Activist calls for land audit 

Activist calls for land audit 

Iuze Mukube 

Social justice activist Shaun Gariseb has called on the government to carry out a comprehensive land audit, arguing that corruption and land injustice have impeded equitable land distribution. 

The activist, who has embarked on a cross-country fact-finding mission, stated that the Ancestral Land Foundation (Alfon) and the /Khomanin Landless People’s Association will seek a court order to compel the government into a “land audit” from independence till now. 

Gariseb stated that a detailed audit is necessary to expose how the /Khomanin are subjected to land injustice and the land corruption by white farmers and black Namibians. 

Crucially, the activist pointed out that white commercial farmers are allegedly not reporting on unoccupied farms but share the farms when the owner dies. 

He stated this has happened in the Danie Botha and Estherhuizen area and at a lot of farms in the Nossob area. 

“This is organised crime; they do this because they don’t want /Khomanin people resettled on their indigenous land or the farms redistributed in accordance with Article 16(2) of the Namibian Constitution, land reform objectives and policies,” he said. 

“There is just a lot of unoccupied land; these people must just be told to coexist. That’s what they don’t want; even in urban areas, they don’t live with blacks. It’s 2026, for heaven’s sake. We must learn to coexist,” he added. 

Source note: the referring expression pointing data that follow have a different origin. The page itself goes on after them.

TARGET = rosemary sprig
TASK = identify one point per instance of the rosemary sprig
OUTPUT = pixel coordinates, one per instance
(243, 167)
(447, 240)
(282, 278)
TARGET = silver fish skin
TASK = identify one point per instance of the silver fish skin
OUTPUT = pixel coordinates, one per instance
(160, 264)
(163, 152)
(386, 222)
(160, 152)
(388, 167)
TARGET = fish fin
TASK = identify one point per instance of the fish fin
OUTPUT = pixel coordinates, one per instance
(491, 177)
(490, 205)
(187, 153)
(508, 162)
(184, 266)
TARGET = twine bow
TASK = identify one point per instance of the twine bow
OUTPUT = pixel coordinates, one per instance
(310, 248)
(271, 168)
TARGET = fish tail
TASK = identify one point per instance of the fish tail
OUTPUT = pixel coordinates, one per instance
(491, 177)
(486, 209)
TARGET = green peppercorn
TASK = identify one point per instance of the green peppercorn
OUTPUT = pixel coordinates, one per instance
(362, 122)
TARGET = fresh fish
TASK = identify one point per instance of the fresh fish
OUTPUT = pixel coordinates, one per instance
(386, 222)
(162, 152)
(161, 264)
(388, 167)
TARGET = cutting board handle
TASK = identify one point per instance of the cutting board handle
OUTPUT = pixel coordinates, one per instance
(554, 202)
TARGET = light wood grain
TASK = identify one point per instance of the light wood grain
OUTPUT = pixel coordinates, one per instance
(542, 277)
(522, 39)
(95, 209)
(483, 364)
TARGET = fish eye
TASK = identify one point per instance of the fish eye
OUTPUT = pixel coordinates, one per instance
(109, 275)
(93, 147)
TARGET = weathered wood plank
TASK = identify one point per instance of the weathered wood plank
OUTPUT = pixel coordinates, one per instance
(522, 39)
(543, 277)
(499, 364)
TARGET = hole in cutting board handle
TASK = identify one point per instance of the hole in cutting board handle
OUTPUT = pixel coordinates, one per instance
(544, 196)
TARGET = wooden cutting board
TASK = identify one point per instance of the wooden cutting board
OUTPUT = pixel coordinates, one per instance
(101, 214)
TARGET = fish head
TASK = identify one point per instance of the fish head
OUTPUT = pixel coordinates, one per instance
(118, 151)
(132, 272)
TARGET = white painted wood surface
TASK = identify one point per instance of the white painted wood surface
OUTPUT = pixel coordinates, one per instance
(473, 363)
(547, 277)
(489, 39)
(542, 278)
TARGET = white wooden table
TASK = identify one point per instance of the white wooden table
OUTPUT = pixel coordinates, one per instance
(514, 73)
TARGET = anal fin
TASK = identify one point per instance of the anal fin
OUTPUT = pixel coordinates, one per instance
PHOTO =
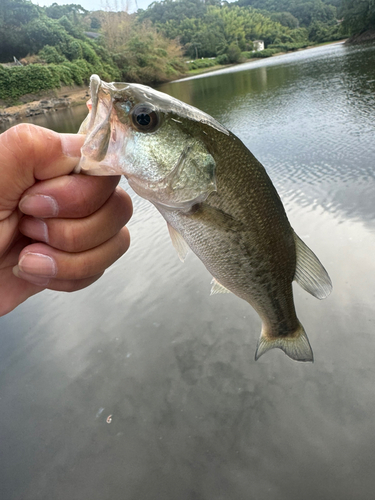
(310, 274)
(295, 345)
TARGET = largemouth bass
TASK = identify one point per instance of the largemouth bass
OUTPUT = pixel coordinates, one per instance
(216, 197)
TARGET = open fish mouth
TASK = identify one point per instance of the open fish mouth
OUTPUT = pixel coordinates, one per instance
(105, 134)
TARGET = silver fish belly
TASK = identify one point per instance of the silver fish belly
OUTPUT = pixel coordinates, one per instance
(216, 197)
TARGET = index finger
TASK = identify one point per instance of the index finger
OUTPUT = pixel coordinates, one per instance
(29, 153)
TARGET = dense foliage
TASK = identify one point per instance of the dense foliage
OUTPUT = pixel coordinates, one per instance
(359, 15)
(148, 46)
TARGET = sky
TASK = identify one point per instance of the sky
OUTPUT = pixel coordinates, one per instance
(99, 4)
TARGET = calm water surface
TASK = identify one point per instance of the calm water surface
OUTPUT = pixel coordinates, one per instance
(193, 415)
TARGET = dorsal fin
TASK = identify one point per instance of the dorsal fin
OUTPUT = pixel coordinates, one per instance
(178, 242)
(310, 274)
(218, 287)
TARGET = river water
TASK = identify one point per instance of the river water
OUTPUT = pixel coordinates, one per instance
(194, 417)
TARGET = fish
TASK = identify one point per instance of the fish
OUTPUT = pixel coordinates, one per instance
(215, 196)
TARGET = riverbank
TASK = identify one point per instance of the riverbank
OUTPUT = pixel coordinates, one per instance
(69, 96)
(43, 103)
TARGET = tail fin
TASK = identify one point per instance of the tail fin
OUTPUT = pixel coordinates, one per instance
(296, 345)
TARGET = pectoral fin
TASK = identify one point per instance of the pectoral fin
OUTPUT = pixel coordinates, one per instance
(310, 274)
(218, 287)
(178, 242)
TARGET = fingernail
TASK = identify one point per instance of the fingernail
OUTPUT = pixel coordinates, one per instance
(71, 144)
(39, 205)
(38, 264)
(34, 228)
(35, 280)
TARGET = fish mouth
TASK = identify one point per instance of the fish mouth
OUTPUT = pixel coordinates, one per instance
(105, 134)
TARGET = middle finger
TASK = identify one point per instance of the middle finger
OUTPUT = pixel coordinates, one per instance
(78, 235)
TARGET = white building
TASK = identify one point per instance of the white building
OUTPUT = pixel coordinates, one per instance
(258, 45)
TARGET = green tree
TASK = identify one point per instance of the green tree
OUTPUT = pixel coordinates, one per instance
(359, 15)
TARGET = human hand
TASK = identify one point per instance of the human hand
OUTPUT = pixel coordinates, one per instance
(57, 231)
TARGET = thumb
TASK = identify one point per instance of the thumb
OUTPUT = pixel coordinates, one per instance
(29, 153)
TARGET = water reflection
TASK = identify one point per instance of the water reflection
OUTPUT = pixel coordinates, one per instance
(193, 416)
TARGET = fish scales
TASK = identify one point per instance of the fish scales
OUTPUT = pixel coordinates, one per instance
(216, 197)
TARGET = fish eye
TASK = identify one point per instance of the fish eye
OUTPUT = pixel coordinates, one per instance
(145, 118)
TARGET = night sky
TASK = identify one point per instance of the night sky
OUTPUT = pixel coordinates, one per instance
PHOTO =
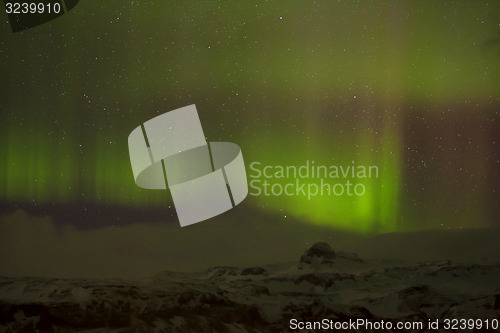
(410, 86)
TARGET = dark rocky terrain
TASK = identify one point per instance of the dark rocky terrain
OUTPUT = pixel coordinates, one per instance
(322, 284)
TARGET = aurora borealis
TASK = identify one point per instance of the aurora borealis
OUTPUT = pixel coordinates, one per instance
(412, 87)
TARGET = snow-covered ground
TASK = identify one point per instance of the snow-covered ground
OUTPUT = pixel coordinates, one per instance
(322, 284)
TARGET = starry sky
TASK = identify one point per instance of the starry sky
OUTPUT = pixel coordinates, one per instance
(410, 86)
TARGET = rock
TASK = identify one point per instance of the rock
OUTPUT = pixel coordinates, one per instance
(253, 271)
(319, 252)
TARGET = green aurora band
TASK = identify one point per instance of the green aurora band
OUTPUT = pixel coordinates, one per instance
(329, 82)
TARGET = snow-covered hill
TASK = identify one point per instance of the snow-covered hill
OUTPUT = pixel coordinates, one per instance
(322, 284)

He commended the government for exploring new initiatives, such as the proposed Land Bill, which aims to promote local land ownership and regulate foreign ownership. 

Gariseb also stated that a detailed audit would establish who owns land, as many farms like Friedrichsruh (no. 13), a farm located 80 km southeast of Windhoek, are open and unoccupied, pointing out that the old man who used to take care of the farm died last year. 

“We have all the information on what’s going on in our country, especially our Khomas region. The resettlement programme has never favoured / Khomanin,” he said, adding that other Namibian ethnic groups are favoured to the /Khomanin’s detriment. 

“It is a shame when you see the resettlement list since independence; in our regions where our tribes are at least supposed to dominate, it is the northerners, who already have land, that are resettled on the farms,” he added. 

“The land injustice is tangible; the Ministry of Agriculture, Fisheries, Water and Land Reform has a deliberate agenda against /Khomanin people. There’s no need to bother selfish white farmers for the land they (stole) and have, as long as they don’t destroy gravesites.” he said. 

He further urged the government to buy back land from absentee landowners and from those deceased owners who leave the land unoccupied. On the government’s side, the Land Bill tabled in parliament by land reform minister Inge Zaamwani proposes a raft of changes, among them scrapping the controversial “willing buyer, willing seller” clause, which many blame for Namibia’s snail-paced land reform agenda. 

Zaamwani has called the Bill a “transformative instrument” that aims to correct historical land dispossession and promote fair access to land. 

Once passed into law, the bill is expected to bring major changes to land ownership and redistribution.